Edoardo Albinati presenta il suo libro "Uscire dal mondo", Rizzoli.

Dialoga con l'autore Tommaso Zorzi.

È possibile vivere “fuori dal mondo”? Si tratta di un desiderio legittimo o di una condanna? Da una parte vorremmo essere lasciati finalmente in pace, ma al tempo stesso temiamo la solitudine come la peggiore delle infelicità. In queste pagine Edoardo Albinati prova a raccontare cosa accade quando ci rendiamo inaccessibili agli altri, oppure sono gli altri a confinarci su un’isola senza vie di fuga. La vita precipita in un pozzo per scelta, per errore o per destino, e niente tranne un miracolo sembra possa tirarci fuori. Un tema di estrema attualità, oggi che all’esclusione sociale si sono aggiunte quella autoimposta da chi decide di non uscire più da camera sua, e quella prodotta dalle campagne di abuso online.Un detenuto pazzerello, una ragazza afflitta da una misteriosa malattia, un artista misantropo sono i naufraghi al centro di queste tre novelle: ma a ben vedere, anche i personaggi intorno a loro vivono altrettanto struggenti forme di solitudine da cui cercano di evadere a ogni costo attraverso l’amore, la cura, la parola, la violenza. Albinati si muove con una scrittura esatta e inarrestabile dentro le ossessioni del nostro tempo, per far emergere sentimenti che riguardano tutti: la paura del giudizio altrui, il febbrile desiderio di essere compresi.

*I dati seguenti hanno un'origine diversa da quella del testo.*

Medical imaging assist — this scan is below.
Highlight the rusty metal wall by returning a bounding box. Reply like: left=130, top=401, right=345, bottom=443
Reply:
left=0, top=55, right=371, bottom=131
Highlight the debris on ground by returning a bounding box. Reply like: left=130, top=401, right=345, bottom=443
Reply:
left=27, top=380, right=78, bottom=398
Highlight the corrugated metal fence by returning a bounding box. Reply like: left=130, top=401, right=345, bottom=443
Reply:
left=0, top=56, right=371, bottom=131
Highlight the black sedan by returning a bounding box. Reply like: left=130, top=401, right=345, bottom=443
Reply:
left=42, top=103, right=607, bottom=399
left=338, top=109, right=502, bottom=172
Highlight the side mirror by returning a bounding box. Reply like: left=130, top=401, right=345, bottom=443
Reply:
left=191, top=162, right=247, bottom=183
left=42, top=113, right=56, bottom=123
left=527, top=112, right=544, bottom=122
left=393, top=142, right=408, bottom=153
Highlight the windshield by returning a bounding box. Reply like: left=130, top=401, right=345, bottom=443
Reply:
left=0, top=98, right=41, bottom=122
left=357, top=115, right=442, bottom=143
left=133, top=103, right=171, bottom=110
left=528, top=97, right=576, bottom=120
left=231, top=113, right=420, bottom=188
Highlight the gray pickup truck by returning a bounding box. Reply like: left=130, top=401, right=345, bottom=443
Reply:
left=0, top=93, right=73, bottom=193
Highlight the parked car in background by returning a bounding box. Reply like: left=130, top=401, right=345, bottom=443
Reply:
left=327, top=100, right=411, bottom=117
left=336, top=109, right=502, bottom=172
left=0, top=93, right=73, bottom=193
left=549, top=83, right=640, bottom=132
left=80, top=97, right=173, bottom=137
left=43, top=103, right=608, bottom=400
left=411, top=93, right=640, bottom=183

Edoardo Albinati è nato a Roma nel 1956. Lavora come insegnante nel carcere di Rebibbia. Tra i suoi libri Maggio selvaggio, Orti di guerra, 19, Sintassi italiana, Svenimenti, Tuttalpiù muoio (scritto con Filippo Timi), Vita e morte di un ingegnere. Nel 2016 ha vinto il Premio Strega con La scuola cattolica.